All this isn’t possible without harnessing technology and data.
Making the technology connections with other platforms that hold customer data (e.g. CRM) is key. You’ll be capturing data with every user interaction. Make it meaningful by capturing a behavioural analytics tool like Mixpanel. The more data you have, the more personalised you can make the experience, both from a functional and content perspective.
5. Understand and love your audience
Digital experience begins with defining the target audience. By investing time up front to establish detailed user personas, we can start to map out the kind of experience we’d like to provide, from product features to the types of content we want to create. The proof of the pudding is in the eating so involve real users at most stages. Here’s how:
Research – Use qualitative and quantitative research methods to map the user personas against product opportunities.
UX Planning – Our UX workshopping process involves us, our clients and even potential users. Your product shouldn’t try to do everything though, so prioritise. We use Post-it Notes to define all the user stories and then do a dot priority vote (literally dots written with markers) to establish which stories should make the first cut of the product.
Prototype – Make stuff, test it on users, and don’t be afraid of throwing it away. In fact, it’s a bad idea to use prototype code in our experience.
Beta – Identify product ambassadors, give them an early release, and the benefits are double bubble. You’ll get valuable feedback as you release new product features, and when you go live, you’ll have an army of marketeers who will be proud to tell their friends.

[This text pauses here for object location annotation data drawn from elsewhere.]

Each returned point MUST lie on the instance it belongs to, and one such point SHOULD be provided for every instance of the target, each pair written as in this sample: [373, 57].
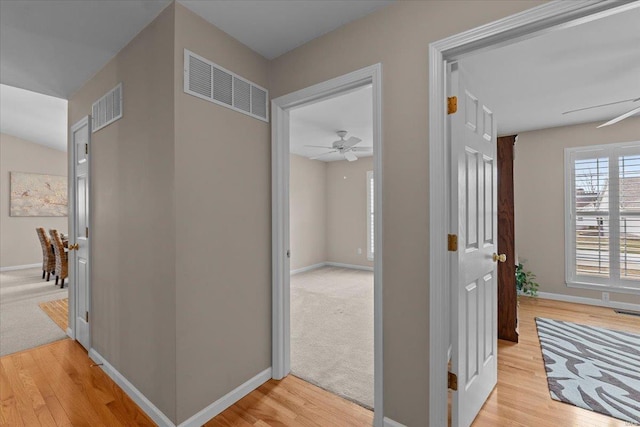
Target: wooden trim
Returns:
[507, 295]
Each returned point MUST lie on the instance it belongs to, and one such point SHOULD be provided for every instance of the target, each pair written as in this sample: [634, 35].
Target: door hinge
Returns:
[452, 104]
[452, 242]
[452, 381]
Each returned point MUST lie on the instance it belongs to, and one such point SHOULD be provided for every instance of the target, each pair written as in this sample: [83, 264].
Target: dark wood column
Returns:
[507, 296]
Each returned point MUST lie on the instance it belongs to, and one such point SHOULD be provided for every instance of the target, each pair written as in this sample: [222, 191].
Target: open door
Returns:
[473, 261]
[79, 238]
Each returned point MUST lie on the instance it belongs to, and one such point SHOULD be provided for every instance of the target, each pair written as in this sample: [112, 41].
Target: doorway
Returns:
[332, 246]
[549, 17]
[281, 112]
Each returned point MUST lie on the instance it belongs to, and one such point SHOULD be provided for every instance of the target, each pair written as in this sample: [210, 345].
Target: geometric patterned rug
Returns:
[592, 368]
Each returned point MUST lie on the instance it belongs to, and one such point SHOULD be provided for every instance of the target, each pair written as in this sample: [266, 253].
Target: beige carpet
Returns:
[23, 324]
[332, 331]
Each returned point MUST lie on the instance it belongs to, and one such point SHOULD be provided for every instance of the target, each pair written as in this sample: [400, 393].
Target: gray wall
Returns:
[133, 218]
[539, 198]
[398, 36]
[307, 212]
[347, 211]
[223, 227]
[181, 221]
[19, 244]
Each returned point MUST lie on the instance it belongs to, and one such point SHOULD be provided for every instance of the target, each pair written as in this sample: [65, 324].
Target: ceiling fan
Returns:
[615, 119]
[342, 146]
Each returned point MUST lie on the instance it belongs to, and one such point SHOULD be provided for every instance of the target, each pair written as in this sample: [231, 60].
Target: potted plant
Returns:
[525, 281]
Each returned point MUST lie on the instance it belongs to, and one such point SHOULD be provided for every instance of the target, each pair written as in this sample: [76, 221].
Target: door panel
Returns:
[79, 258]
[473, 270]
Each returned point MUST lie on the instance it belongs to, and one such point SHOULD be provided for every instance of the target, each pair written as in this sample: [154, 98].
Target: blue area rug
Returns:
[592, 368]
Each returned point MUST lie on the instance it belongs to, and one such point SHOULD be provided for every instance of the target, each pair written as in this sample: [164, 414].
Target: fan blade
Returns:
[602, 105]
[620, 118]
[322, 155]
[351, 142]
[350, 156]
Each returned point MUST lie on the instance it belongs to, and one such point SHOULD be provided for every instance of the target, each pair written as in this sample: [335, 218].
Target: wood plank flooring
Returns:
[56, 385]
[521, 397]
[58, 310]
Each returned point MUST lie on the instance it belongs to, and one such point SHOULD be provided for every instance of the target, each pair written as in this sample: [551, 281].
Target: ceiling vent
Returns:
[107, 109]
[206, 80]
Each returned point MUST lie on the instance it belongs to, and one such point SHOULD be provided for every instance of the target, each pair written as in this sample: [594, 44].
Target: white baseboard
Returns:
[195, 420]
[390, 423]
[308, 268]
[20, 267]
[589, 301]
[355, 267]
[140, 399]
[227, 400]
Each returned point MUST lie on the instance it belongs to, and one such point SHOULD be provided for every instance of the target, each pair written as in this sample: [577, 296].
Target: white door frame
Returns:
[552, 16]
[71, 158]
[280, 108]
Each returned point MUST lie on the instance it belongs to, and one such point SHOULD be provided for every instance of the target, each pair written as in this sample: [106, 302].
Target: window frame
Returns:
[370, 216]
[612, 152]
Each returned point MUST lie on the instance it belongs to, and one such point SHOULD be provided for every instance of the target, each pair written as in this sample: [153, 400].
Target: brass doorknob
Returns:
[501, 257]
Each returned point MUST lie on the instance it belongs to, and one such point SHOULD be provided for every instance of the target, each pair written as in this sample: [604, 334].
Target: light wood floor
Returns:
[521, 397]
[55, 385]
[58, 310]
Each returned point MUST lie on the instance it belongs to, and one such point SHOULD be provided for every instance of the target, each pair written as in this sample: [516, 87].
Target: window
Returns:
[370, 216]
[603, 216]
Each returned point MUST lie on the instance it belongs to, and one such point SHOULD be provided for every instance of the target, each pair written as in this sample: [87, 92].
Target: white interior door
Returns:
[79, 240]
[474, 272]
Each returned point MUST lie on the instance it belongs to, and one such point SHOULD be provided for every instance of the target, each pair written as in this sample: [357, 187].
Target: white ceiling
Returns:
[33, 117]
[317, 124]
[55, 46]
[530, 84]
[274, 27]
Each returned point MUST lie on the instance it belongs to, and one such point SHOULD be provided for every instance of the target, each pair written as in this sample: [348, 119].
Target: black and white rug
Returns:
[593, 368]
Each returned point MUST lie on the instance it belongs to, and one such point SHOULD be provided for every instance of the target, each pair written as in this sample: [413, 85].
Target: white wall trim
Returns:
[589, 301]
[552, 16]
[308, 268]
[227, 400]
[280, 108]
[20, 267]
[195, 420]
[136, 395]
[390, 423]
[352, 266]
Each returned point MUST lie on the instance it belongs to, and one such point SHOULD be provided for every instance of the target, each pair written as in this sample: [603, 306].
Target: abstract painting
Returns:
[38, 195]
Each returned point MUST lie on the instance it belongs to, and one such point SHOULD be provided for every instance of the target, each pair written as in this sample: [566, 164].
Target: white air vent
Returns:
[107, 109]
[206, 80]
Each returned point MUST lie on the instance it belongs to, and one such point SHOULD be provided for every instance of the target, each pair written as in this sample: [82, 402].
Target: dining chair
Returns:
[62, 260]
[48, 257]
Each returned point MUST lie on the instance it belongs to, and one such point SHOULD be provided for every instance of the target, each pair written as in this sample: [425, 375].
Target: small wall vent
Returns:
[207, 80]
[107, 109]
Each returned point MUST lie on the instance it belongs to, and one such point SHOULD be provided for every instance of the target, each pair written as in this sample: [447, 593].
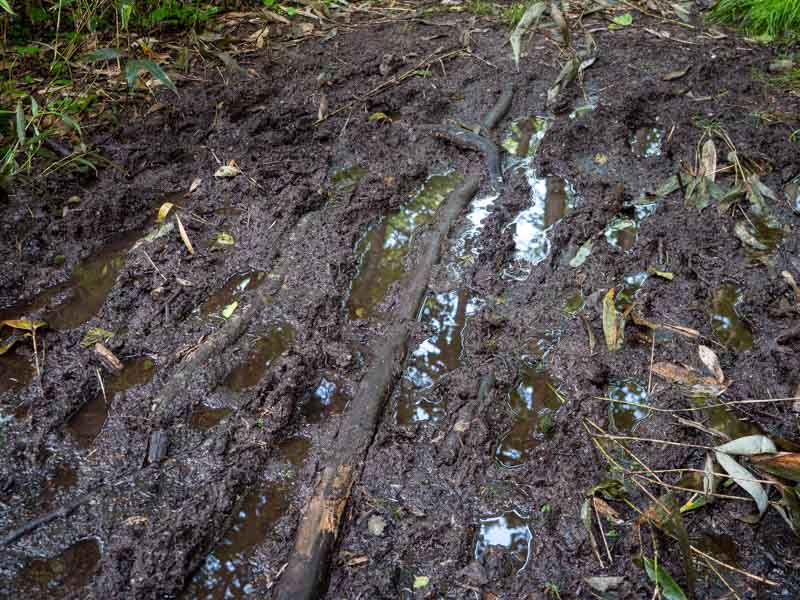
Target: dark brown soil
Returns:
[233, 444]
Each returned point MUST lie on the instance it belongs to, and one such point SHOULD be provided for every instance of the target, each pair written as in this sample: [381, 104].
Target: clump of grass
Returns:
[772, 18]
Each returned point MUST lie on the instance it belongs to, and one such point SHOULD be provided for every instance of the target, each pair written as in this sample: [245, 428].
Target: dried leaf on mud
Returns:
[229, 309]
[709, 358]
[109, 360]
[533, 13]
[708, 160]
[184, 235]
[677, 74]
[613, 323]
[163, 211]
[748, 445]
[669, 589]
[604, 584]
[229, 170]
[679, 374]
[783, 464]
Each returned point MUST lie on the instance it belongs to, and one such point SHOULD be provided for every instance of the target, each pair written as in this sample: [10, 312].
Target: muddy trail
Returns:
[561, 318]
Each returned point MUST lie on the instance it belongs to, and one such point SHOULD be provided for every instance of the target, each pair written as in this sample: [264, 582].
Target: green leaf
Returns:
[623, 20]
[228, 311]
[744, 479]
[95, 335]
[581, 255]
[103, 54]
[133, 67]
[20, 123]
[669, 589]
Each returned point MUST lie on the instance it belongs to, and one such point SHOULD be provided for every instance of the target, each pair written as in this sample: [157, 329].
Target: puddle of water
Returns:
[204, 417]
[382, 251]
[624, 414]
[525, 136]
[510, 531]
[347, 179]
[230, 292]
[16, 372]
[729, 329]
[792, 191]
[267, 348]
[646, 142]
[86, 424]
[720, 419]
[65, 574]
[551, 198]
[228, 572]
[534, 402]
[325, 400]
[446, 315]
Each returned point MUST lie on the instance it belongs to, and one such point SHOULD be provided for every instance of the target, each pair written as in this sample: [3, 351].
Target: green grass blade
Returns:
[103, 54]
[20, 124]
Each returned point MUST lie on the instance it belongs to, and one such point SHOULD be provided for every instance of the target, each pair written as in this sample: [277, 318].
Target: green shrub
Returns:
[773, 18]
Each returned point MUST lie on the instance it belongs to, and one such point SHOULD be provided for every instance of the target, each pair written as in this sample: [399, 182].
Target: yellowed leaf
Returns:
[184, 235]
[163, 211]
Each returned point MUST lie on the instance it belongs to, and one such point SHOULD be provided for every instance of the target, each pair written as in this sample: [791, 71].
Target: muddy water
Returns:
[16, 371]
[269, 346]
[383, 250]
[508, 531]
[534, 401]
[326, 399]
[629, 405]
[231, 292]
[445, 315]
[726, 324]
[229, 571]
[647, 142]
[86, 424]
[65, 574]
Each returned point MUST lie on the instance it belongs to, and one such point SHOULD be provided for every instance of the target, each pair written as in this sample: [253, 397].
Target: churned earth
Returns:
[486, 474]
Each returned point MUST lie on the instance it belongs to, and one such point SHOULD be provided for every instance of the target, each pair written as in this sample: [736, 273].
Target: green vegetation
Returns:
[768, 18]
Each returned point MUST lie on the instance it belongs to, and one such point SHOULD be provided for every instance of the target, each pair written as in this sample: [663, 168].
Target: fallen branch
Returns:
[316, 536]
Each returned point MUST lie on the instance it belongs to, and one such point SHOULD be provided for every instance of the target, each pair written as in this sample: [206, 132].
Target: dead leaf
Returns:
[783, 464]
[163, 211]
[184, 235]
[708, 160]
[673, 75]
[111, 362]
[711, 361]
[613, 323]
[229, 170]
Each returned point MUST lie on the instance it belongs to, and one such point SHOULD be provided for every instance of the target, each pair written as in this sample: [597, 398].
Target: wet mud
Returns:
[478, 493]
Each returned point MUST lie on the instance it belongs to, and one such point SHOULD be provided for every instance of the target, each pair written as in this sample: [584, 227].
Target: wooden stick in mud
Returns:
[305, 576]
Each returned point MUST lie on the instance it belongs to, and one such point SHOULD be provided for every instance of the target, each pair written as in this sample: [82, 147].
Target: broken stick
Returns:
[306, 574]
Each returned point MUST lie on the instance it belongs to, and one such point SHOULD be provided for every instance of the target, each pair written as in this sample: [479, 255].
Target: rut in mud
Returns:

MVP & Beyond – User feedback never stops. We use tools like Hotjar to get real-time feedback from users, making it super easy to provide feedback and positively encouraging and rewarding contributions is a platform for success.
The screenshot below shows the Speedo On platform, with a user providing live feedback using Hotjar.
To conclude, love your audience and they’ll love you back. Together you can achieve great things.
Roger Barr is co-founder and chief technology officer of Mediablaze. As a British Triathlon Level 2 coach, five-time Ironman Triathlon finisher (including the 2014 Hawaii Ironman World Championships), marathon runner, cyclist (he was the first person to Everest Box Hill!) adventure racer and keen walker, he’s able to marry his passion for keeping active with helping brands to connect with their consumers through digital experiences that make a difference.